Nesse sentido, as novas tecnologias e a inteligência artificial podem ser grandes aliadas para modernizar e otimizar o funcionamento do judiciário. A inteligência artificial é uma tecnologia que permite que máquinas e sistemas realizem tarefas que normalmente exigiriam inteligência humana, como reconhecimento de voz, visão computacional, aprendizado de máquina, processamento de linguagem natural, entre outras.

Existem diversas formas de aplicar a inteligência artificial no âmbito do judiciário, das quais destaco algumas possibilidades que considero promissoras:

  • A primeira é o uso da inteligência artificial para automatizar tarefas repetitivas e burocráticas, como triagem, classificação, distribuição e movimentação de processos, extração e análise de dados, elaboração de minutas e despachos, entre outras. Essa aplicação pode reduzir o tempo e o custo dessas atividades, liberando os magistrados e os servidores para se dedicarem às questões mais complexas e relevantes. Além disso, pode aumentar a padronização, a consistência e a qualidade dos atos processuais.
  • A segunda é o uso da inteligência artificial para auxiliar na produção e na avaliação de provas digitais, como registros de geolocalização, comunicações eletrônicas, redes sociais, imagens, vídeos, áudios, entre outras. Essa aplicação pode facilitar a obtenção e a preservação dessas provas, bem como a verificação da sua autenticidade, integridade e relevância. Além disso, pode contribuir para a formação do convencimento do juiz e para a fundamentação das decisões judiciais.
  • A terceira é o uso da inteligência artificial para apoiar a tomada de decisão judicial, por meio de sistemas que possam fornecer informações úteis para o julgamento dos processos, como precedentes jurisprudenciais, doutrina jurídica, legislação aplicável, probabilidades estatísticas, entre outras.
  • Outra possibilidade é o uso da IA para prever desfechos: algoritmos de IA podem estimar o provável resultado de um caso com base em casos passados semelhantes, o que poderia acelerar a resolução de processos. Essa aplicação pode auxiliar os magistrados a resolver os casos com maior rapidez, segurança e coerência. Além disso, pode favorecer a transparência, a previsibilidade e a uniformidade das decisões judiciais.

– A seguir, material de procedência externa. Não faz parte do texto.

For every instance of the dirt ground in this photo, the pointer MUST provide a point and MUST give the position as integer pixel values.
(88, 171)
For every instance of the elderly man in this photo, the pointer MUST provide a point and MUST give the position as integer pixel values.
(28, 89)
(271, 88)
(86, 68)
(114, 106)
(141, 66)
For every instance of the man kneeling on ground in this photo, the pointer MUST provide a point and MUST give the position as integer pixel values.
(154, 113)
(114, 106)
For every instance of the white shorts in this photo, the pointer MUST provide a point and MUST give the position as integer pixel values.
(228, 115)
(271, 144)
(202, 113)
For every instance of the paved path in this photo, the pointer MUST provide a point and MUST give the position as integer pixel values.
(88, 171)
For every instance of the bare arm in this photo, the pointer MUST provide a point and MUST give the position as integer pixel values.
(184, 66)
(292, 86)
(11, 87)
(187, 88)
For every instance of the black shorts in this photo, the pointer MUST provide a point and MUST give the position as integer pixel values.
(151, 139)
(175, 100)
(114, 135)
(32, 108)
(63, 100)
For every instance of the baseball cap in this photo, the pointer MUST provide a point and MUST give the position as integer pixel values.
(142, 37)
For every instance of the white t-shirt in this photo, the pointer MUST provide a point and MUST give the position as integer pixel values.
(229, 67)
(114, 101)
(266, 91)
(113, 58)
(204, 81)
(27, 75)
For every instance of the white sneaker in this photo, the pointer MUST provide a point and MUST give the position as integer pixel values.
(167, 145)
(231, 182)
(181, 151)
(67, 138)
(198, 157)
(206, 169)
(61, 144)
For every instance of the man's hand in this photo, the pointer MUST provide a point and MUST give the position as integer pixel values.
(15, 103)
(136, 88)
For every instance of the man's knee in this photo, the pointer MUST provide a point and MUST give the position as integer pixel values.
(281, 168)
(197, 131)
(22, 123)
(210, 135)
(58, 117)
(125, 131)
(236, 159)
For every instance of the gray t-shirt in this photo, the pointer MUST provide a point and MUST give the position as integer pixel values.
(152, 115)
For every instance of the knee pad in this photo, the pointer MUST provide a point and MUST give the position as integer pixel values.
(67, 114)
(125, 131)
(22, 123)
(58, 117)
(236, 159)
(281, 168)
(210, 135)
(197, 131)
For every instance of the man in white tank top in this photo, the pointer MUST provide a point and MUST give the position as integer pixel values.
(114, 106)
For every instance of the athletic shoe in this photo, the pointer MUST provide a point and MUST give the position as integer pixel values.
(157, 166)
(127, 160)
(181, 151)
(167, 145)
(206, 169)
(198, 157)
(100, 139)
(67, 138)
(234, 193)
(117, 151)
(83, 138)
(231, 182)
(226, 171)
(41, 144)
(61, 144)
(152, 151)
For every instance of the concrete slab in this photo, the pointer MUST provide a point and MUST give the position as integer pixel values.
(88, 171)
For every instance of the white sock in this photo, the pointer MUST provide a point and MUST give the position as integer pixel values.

No entanto, o uso da inteligência artificial no judiciário também enfrenta alguns desafios e limitações que precisam ser considerados e superados. Entre eles, podemos citar:

  • A necessidade de regulamentação jurídica específica sobre os princípios, as normas e as responsabilidades relacionados ao desenvolvimento, à implementação e ao uso da inteligência artificial no judiciário. Essa regulamentação deve garantir o respeito aos direitos fundamentais dos cidadãos envolvidos nos processos judiciais, como o contraditório, a ampla defesa, o devido processo legal, a privacidade e a proteção de dados pessoais. Além disso, deve estabelecer critérios para a avaliação da confiabilidade, da validade e da eficácia dos sistemas de inteligência artificial utilizados no judiciário;
  • A necessidade de capacitação e de adaptação dos magistrados e dos demais profissionais do direito para o uso adequado e consciente da inteligência artificial no judiciário. Essa capacitação deve envolver o conhecimento básico sobre os conceitos, as técnicas e as ferramentas da inteligência artificial, bem como sobre os benefícios, os riscos e os limites da sua aplicação no judiciário. Além disso, deve estimular o desenvolvimento de habilidades e competências para a interação, a supervisão e a avaliação crítica dos sistemas de inteligência artificial utilizados no judiciário;
  • A necessidade de garantir a ética, a transparência e a governança dos sistemas de inteligência artificial utilizados no judiciário. Essa garantia deve envolver o estabelecimento de padrões de qualidade, de segurança e de desempenho para esses sistemas, bem como de mecanismos de controle, de monitoramento e de auditoria dos seus processos e resultados;
  • Deve ainda assegurar a prestação de contas, a explicabilidade e a contestabilidade das decisões tomadas ou influenciadas pela inteligência artificial no judiciário.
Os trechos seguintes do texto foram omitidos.